- 150 Okunma
- 2 Yorum
- 5 Beğeni
SEK SEK NURİ...(ÖYKÜ)
Sözcükleri inkâr etme hakkını kullanıyordu bir de ikilettiği dünündeki taşkın m/eziyetlerini.
Sözcükler bulvarında ip atlıyordu içindeki ergen sonra da baş göz ediyordu acılarını sözüm ona.
Cepleri söküktü bir kere bu yüzden onu tanımlamak çok kolaydı ve bulmak da ne de olsa avuç avuç bozuk para koyardı cebine ve çakıl taşı döker gibi ardından asfaltta adımladığı her santimetrekarede saklıydı ceplerinden dökülen ruhu ve ah, bir de yürürken yüksek sesle sayıp da atladığı kaldırım taşları yok mu.
Bir adı vardı ama önemsizdi bu, insanlar için ne de olsa bir kez kabullenmişlerdi onu ‘’Sek sek Nuri’’ diye.
Eşrafı yiten bir semtti oturduğu aslında kimse bilmezdi de nerede oturduğunu hatta bir evi olup olmadığını da.
Bir yakını vardı ya da yok: iyi de nasıl sağlardı geçimini Nuri?
Bunun da izahı yoktu çünkü insanlar idmanlıydı: hem merak etmeye hem de aldırış etmemeye.
‘’Gönülsüz Aşklar Bulvarı’’ elbet kim varsa uzak yakın, hafta sonu oldu mu resmiyet kazanırdı ilişkiler ve kızlı erkekli ne çok grup gelip gün bitene kadar ayrılmazları muhitten.
Tıpkı Nuri’nin hep yalnız takıldığı gel gör ki ilk kez bir kızla baş başa görüldüğü.
Tuhaf gelmişti insanlara öncesinde. Ne mi?
Elbet Nuri’nin yalnızlığı sonrasında kabullenmişti herkes.
Sonra da herkes Nuri’yi koruyup kollamıştı. Ne zamanki onu bir başına görse semtin esnafı ya bir sandalye çekerlerdi altına ya da usulen selam verip cebine döktüğü bozukluktan çok fazlasını koyarlardı ve Nuri asla itiraz etmezdi çünkü bonkör çocuktu elbet eline tutuşturulan tüm parayı yine cebine koyacak akabinde bir bir de saçacaktı parasını.
Yağmurlu ve soğuk bir gündü ve sağanak bir ara şiddetini öylesine arttırmıştı ki ve bizim Sek Sek Nuri yine günlük mesaisini ifa ediyordu ve seke seke yürüyordu kaldırım taşlarında bir de ne görsün semt insanı? Peşi sıra gençten bir kadın ve Nuri’nin saçtığı paraları topluyor ve yerleştiriyor iç cebine.

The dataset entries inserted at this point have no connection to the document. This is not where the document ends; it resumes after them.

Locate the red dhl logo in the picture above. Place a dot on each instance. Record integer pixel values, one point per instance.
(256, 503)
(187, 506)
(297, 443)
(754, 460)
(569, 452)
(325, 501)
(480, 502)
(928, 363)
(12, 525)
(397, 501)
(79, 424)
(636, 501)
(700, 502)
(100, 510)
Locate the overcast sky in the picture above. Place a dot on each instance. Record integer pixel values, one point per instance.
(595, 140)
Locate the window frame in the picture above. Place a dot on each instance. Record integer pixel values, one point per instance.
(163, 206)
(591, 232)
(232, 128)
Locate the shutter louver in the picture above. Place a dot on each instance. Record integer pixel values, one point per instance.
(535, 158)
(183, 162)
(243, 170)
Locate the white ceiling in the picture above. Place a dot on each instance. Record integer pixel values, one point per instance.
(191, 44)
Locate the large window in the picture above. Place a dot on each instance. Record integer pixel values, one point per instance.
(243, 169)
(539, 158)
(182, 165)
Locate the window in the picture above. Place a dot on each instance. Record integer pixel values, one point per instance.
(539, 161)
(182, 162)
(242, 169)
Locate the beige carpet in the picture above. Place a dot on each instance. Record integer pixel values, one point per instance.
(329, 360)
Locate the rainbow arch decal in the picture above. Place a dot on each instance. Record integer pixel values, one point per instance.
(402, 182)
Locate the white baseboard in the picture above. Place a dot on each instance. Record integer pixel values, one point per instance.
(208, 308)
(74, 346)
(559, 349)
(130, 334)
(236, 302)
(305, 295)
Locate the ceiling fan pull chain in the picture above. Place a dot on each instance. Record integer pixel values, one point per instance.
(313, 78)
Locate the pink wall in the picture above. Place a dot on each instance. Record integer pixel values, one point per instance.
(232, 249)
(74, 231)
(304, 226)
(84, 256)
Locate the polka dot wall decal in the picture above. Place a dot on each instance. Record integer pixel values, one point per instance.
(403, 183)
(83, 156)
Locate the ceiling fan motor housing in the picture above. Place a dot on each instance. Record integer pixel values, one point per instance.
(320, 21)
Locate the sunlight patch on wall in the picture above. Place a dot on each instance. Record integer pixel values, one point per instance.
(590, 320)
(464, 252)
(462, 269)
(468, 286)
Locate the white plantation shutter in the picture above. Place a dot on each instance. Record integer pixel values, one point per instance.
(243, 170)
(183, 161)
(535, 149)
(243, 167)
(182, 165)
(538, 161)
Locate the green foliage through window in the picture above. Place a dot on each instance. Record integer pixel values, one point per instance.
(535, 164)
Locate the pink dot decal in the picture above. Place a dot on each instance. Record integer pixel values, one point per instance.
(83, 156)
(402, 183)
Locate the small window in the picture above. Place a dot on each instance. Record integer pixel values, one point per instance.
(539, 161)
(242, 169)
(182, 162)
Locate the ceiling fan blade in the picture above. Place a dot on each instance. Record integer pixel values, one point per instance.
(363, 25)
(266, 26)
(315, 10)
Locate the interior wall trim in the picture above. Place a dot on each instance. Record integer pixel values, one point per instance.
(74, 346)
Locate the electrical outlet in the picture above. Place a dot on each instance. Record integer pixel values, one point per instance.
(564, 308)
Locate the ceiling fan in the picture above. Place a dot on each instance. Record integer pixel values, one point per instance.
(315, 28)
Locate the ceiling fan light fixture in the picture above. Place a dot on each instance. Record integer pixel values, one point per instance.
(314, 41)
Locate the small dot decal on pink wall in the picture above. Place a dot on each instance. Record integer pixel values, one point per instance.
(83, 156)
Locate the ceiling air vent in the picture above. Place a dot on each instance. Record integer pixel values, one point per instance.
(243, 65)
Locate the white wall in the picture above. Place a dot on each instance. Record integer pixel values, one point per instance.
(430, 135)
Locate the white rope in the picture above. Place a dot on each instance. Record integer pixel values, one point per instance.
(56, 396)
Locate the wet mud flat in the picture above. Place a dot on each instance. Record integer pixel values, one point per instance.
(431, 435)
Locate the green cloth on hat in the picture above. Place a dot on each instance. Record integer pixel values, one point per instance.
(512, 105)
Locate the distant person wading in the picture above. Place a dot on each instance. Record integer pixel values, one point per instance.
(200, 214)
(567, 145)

Herkeste bir merak hâsıl olmuştu ve öncelikle garipsemişlerdi bu gençten kadını çok da kızmışlardı enikonu ne de olsa çocuğunun paralarını rahatlıkla çantasına atmaktaydı.
Derken öne geçti kadın ve Nuri düşmemek adına zor sağladı dengesini. Kadınla yüz yüze gelmişlerdi aslında Nuri için bu, bir ilkti ne de olsa kadınlarla ömrü boyunca bir kez dahi değil yakınlaşmak konuşmamıştı bile karşı cinsle. Fazlasıyla utangaç ve mahcup biri için hiç de kolay değildi hani bir kadınla ansızın karşı karşıya gelmek.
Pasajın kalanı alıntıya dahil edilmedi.